Personal income tax
Oklahoma collects income taxes from its residents at the following rates.
For single taxpayers and couples filing separate returns:
- 0.5 percent on the first $1,000 of taxable income.
- 1 percent on taxable income between $1,001 and $2,500.
- 2 percent on taxable income between $2,501 and $3,750.
- 3 percent on taxable income between $3,751 and $4,900.
- 4 percent on taxable income between $4,901 and $7,200.
- 5 percent on taxable income between $7,201 and $8,700.
- 5.25 percent on taxable income of $8,701 and above.
For married joint filers, qualifying widows/widowers and heads of households:
- 0.5 percent on the first $2,000 of taxable income.
- 1 percent on taxable income between $2,001 and $5,000.
- 2 percent on taxable income between $5,001 and $7,500.
- 3 percent on taxable income between $7,501 and $9,800.
- 4 percent on taxable income between $9,801 and $12,200.
- 5 percent on taxable income between $12,201 and $15,000.
- 5.25 percent on taxable income of $15,001 and above.
Sooner State income tax forms are due April 15, or the next business day if that date falls on a weekend or holiday.
Oklahoma's sales tax rate is 4.5 percent.
Oklahoma is a participant in the Streamlined Sales Tax Initiative, or SSTI, designed to create a nationwide, simplified system to bring uniformity to definitions of items in the sales tax base, reduce the paperwork burden on retailers and incorporate new technology. A document by the Streamlined Sales Tax Governing Board lists the taxable items under Oklahoma law in relation to the SSTI.

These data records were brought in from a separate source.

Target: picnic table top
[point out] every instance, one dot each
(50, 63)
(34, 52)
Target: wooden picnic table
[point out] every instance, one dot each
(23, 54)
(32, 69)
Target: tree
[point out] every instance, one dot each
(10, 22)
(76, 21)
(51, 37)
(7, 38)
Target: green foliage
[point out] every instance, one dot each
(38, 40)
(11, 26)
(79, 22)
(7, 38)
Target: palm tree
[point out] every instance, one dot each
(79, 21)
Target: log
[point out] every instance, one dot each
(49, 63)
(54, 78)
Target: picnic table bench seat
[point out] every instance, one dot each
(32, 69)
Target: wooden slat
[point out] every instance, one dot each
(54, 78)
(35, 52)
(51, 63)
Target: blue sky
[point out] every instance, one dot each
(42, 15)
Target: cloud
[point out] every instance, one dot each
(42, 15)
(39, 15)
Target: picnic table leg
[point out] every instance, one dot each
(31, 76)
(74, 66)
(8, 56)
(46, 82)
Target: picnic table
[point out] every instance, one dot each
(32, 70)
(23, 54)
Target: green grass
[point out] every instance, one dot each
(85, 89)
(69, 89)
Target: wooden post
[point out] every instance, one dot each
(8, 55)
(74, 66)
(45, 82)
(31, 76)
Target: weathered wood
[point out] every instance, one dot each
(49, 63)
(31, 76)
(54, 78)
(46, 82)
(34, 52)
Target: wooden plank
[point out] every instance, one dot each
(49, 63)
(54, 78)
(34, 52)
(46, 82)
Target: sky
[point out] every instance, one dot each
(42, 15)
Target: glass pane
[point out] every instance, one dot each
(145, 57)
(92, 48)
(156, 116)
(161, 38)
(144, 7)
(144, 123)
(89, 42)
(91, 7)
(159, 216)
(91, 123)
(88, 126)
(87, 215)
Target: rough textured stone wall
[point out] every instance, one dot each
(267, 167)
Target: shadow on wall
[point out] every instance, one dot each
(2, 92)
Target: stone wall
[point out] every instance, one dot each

Oklahoma residents who live in the state for the entire year and whose total gross household income is $20,000 or less can file for sales tax relief. Taxpayers who can claim an exemption for a dependent, are age 65 or older or who are physically disabled and make up to $50,000 also are eligible.
The sales tax refund can be claimed by filing Form 538-S along with personal state income tax returns by the April due date. If no state income tax return is required, the form can be filed separately by June 30 (or the next business day if June 30 falls on a weekend) with the Oklahoma Tax Commission.
State law allows incorporated cities and towns as well as counties to levy local sales and use taxes for general and specific purposes of municipal government.
Personal and real property taxes
Property taxes, also known as ad valorem taxes, are the primary source of funding for county government operations.
Property taxes are paid based on the value of a taxpayer's property. The county assessor, a locally elected officeholder, determines the value of most property in the county for tax purposes.
Taxpayers owning tangible personal property in the state of Oklahoma must file a property tax return with each county where property was located Jan. 1 of each year on or before the following March 15. Personal property then is assessed at an amount between 10 percent and 15 percent of its fair cash value.
Real property is also assessed as of Jan. 1. It is valued at its "use value" fair cash value for the highest and best use for which the property was actually used (or classified for use) during the previous calendar year.
A homestead exemption of $1,000 of the property's assessed valuation is available to homeowners living in the property as of Jan. 1.
Oklahoma offers homeowners a credit for or refund of property taxes by filing Form 538-H.
Some older Oklahoma residents also are entitled to a property valuation freeze by filing Form OTC 994. While you can download OTC 994 from OKAssessor.com by selecting your county and then clicking "tax forms," the document must be completed at your county courthouse.
Many questions regarding property tax issues are handled at the county level. Each of Oklahoma's 77 counties has a county tax assessor. Information on your county assessor is available at the state's tax website.
Further questions regarding property tax issues can be directed to the Oklahoma Tax Commission's Ad Valorem Division at (405) 319-8200.
Inheritance and estate taxes
Oklahoma has no inheritance tax.
Oklahoma phased out its estate tax, full repeal taking effect Jan. 1, 2010.
Other Oklahoma tax facts
QuickTax, the Oklahoma Tax Commission's business tax filing system, allows businesses to file, pay and receive confirmation online.
All of the state's online tax services can be found on Oklahoma's tax website.